Grandma shouted down to me, “Did you take some Miracle Gro with you, baby doll? Those flowers won’t last long otherwise.” She wiped her forehead with her sleeve and rubbed at her sore hands. She was working hard and had spent most of the winter itching to tend to the plot. We still had to wait awhile for the stone to go in, for the ground to settle.

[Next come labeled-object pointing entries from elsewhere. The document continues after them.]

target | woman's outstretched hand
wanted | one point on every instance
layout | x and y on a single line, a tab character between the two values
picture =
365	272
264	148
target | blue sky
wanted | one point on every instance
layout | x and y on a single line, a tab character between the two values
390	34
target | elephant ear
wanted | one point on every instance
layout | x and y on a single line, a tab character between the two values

Walking over my relatives’ graves, I crossed the grounds where the forgotten TB patients were buried, and paused. So many nameless; their only mark of existence, a number. My eyes burned and my throat tightened. I took a quick swig from my own St. Francis water jug as I made my way back up the hill to Grandma. “Here, baby.” Grandma scooped two mounds with her arthritic hands, and I cupped my palms to catch the soil. Her face was red, and her smile sincere. “You’re a sweet little thing, you know that?” She squeezed my hands with hers and cocked her head. Grandma understood me. Later that night I would be with my friends—playing flashlight tag, buying treats at James’ drugstore, looking through my sister’s Teen Magazines—but at that moment, I was where I needed to be.

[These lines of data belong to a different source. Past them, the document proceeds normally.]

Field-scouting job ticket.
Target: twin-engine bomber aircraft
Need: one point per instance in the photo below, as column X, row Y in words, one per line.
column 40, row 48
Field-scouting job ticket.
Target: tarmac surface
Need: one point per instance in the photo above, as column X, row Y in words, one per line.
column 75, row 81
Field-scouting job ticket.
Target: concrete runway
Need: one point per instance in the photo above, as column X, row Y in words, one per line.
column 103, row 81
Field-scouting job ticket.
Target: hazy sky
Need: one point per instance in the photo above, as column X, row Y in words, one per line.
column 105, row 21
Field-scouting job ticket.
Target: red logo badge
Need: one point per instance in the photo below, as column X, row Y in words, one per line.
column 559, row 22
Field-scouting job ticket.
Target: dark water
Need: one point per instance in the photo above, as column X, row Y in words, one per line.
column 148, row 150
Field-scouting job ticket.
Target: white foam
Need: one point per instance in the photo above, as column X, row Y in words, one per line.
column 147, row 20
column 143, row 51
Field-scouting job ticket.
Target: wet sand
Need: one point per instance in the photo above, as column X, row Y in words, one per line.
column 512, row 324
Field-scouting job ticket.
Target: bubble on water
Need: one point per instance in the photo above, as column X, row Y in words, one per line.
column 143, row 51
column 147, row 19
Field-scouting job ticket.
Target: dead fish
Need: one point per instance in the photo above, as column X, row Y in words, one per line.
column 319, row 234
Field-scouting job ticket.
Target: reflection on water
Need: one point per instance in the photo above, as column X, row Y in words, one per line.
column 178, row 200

I walked the dirt back down the hill and folded it into the ground. The soil welcomed the pretty pansies as I covered their roots and watered them. A cool breeze raised my head, and Marian’s grave caught my eye. Grandma said we would get to it another day, but it looked too sad to leave. Planting myself in front of her stone, I picked away at the weeds and dead flowers so that the word “Daughter” was visible at the bottom. Apparently, my great-grandfather was so distraught over her death, he wouldn’t recognize her as a wife or a mother. She was his daughter, and if he was paying for the stone, that’s how she would be remembered. Marian, as my grandma put it, “had to get married.” She was pregnant, and my great-grandfather would not forgive Harry McGonigle for the indiscretion. I often wonder what he would say today if he knew that Harry McGonigle and his second wife visited Marian’s grave on her birthday each year, placing pink tulips at the base of the stone. Would he find solace in Harry’s devotion to his first love? Or would he still curse the man who corrupted his baby? I traced the word “daughter” with my finger thinking of Marian—of Grammy’s doorframe, of the brothers carrying her casket, of leaving this world after only knowing its wonder for such a short time. Of the unknown.
Collecting my caddy, I dawdled back to Grandma. The sky was the most brilliant pink and tangerine that night. It was a sky of peace, renewal, and promise—the kind that reminds you of all things beautiful when life is not.
“Grandma, do you see this sky?” She was so hard at work that I thought she may have forgotten to look up. Grandma slowly lifted the water jugs.
“Well, look at that.” She stood to rub her knees and limped to the trunk, placing the cracked water jugs inside. “I haven’t seen a sky like that this early in the springtime in years. Did you finish planting your flowers? Want to get some ice cream?” I nodded and jumped in the front seat. Patsy Cline blaring on the radio, our hands still caked with dirt, we drove into the blazing sky that night—a springtime-summer drive that blanketed our silence like a thick balm.